The simplest option is mineral oil (also called paraffin oil), a non-drying petroleum-based oil that penetrates the wood and creates a moisture barrier. Apply it liberally with a clean cloth, let it soak in for 15 to 20 minutes, then wipe off the excess. Don’t use baby oil, which contains additives not intended for food contact. Among vegetable oils, walnut oil is the best choice. It penetrates well, dries to a silky finish rather than going rancid like olive oil can, and deepens the wood’s natural color. Flaxseed oil (sold as “food-grade linseed oil”) also dries hard and works well.
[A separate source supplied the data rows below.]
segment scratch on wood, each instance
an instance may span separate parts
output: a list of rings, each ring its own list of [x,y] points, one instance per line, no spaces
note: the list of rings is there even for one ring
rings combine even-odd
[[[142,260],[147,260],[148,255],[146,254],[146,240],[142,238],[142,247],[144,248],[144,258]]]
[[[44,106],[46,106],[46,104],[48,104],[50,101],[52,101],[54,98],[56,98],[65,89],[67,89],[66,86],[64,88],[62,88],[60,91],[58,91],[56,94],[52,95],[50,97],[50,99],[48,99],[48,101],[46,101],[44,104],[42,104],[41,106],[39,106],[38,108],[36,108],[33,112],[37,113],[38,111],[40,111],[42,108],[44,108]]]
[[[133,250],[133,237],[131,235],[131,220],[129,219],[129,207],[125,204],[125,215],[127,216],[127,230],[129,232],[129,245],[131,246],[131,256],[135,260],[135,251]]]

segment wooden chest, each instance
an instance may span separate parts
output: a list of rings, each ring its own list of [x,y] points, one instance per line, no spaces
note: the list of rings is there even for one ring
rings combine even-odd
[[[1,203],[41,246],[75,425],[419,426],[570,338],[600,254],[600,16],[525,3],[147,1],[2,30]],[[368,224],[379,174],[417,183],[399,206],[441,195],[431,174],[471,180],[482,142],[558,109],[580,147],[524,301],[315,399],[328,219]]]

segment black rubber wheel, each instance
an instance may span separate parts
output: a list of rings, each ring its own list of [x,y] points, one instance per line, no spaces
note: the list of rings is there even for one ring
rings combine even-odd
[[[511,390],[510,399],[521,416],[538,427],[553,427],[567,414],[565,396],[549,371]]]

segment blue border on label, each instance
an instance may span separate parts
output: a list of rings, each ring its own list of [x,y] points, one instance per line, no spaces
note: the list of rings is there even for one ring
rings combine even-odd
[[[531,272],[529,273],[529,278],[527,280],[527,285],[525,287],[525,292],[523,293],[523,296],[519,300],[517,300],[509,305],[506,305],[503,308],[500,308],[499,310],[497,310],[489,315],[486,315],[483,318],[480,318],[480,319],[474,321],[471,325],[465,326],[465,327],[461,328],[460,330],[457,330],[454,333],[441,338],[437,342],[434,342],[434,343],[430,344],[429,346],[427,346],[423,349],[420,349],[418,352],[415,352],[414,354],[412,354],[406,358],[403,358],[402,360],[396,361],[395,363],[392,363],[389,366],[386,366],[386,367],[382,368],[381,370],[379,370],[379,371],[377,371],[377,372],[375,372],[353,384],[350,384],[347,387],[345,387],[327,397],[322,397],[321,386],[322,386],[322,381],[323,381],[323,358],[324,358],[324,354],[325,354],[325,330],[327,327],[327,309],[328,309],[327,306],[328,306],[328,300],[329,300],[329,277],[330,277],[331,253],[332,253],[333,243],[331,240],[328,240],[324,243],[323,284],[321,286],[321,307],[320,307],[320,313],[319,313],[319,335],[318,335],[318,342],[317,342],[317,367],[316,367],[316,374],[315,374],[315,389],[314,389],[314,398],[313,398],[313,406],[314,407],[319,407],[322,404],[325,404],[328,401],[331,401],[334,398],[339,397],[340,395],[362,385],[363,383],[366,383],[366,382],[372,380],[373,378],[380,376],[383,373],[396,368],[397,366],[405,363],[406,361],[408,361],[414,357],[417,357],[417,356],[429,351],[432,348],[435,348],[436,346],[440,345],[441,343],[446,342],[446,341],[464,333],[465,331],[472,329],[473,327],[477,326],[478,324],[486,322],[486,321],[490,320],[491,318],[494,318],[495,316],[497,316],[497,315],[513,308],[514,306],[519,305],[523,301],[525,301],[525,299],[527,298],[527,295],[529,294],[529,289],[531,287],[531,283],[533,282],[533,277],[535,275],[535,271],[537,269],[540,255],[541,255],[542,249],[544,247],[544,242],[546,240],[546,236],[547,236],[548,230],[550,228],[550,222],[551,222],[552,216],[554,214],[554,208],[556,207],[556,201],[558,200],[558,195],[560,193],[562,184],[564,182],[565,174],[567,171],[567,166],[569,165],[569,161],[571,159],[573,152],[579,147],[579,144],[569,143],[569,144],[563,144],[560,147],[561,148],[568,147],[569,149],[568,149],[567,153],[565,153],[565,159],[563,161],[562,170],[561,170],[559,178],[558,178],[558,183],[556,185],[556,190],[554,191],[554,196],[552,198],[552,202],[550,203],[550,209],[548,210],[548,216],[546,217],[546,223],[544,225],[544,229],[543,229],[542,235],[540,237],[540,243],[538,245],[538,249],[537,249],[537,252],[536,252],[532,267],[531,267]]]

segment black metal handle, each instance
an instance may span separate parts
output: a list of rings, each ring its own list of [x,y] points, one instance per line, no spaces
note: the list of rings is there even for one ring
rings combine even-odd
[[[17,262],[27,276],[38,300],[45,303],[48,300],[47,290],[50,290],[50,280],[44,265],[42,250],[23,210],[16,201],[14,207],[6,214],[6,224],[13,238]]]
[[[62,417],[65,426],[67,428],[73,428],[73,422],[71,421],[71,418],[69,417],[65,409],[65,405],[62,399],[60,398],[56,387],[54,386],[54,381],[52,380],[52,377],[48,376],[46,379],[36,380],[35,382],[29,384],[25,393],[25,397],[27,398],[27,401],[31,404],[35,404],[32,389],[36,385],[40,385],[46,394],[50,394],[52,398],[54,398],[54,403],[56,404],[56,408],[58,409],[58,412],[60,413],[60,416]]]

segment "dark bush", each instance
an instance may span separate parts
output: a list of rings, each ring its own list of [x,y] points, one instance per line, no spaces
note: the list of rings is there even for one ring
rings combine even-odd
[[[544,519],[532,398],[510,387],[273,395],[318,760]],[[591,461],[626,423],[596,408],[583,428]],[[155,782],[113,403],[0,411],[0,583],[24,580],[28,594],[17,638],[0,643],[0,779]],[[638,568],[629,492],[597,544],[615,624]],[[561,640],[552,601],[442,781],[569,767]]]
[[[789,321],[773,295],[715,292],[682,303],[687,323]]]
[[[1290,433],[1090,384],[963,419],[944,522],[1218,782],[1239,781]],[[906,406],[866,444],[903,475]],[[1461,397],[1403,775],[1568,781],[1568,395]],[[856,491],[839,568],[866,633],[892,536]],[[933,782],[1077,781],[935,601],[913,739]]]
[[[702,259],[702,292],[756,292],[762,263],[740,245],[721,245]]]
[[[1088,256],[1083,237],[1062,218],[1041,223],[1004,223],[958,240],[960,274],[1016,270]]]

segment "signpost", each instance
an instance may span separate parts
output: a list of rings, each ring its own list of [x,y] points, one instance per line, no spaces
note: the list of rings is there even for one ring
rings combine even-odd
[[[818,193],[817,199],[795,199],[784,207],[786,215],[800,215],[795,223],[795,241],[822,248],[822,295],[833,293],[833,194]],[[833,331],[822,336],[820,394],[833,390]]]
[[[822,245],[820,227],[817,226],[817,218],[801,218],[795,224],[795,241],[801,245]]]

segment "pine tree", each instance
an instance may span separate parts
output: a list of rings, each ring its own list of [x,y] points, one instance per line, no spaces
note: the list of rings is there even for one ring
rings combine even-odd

For extra protection, follow the oil with a coat of melted paraffin wax, the same type used for home canning. This adds a layer of water resistance on top of the oil. Rub it on, let it set, then buff with a soft cloth.
Whichever finish you choose, let the plate dry thoroughly for several weeks before using it with food. This allows the finish to fully cure and any residual solvents to evaporate.
Caring for Your Plate
Wooden plates last for years with minimal maintenance, but they do need different care than ceramic. Wash them by hand under running water immediately after use. A soft sponge and mild detergent are fine for greasy stains, but if the plate just held bread or dry food, water alone is enough. Excessive detergent strips the wood’s natural oils and your applied finish over time.
Never soak a wooden plate in water or put it in the dishwasher. Prolonged water exposure causes the wood to swell unevenly, leading to warping and cracks. After washing, towel dry and let it air dry completely before stacking or storing.
Re-oil your plates every two to three months, or whenever the wood starts looking dry or lighter in color. A thin coat of walnut oil or mineral oil rubbed in with a cloth restores the finish in minutes. If you plan to serve strongly pigmented food like curry, coat the plate with a fresh layer of oil beforehand or line it with parchment paper to prevent staining.
How Wood Compares to Plastic for Hygiene
One concern people have about wooden plates is bacteria. The reality is more reassuring than you might expect. Wood’s porous structure actually works in its favor. Bacteria that enter the pores get trapped below the surface, where they lose access to moisture and nutrients and die off. Studies have found that bacterial transfer from wood to food is significantly lower than from plastic or glass. In one test, the transfer rate of a common foodborne pathogen from wood to cheese was 0.55%, compared to 1.09% from plastic and 3% from glass. Microbes also decreased fastest on wood surfaces compared to other materials.
That said, wood is harder to fully sanitize precisely because its pores trap organic material deep inside. The practical takeaway: wash your plates promptly, keep the finish maintained, and don’t let food residue sit on the surface for hours.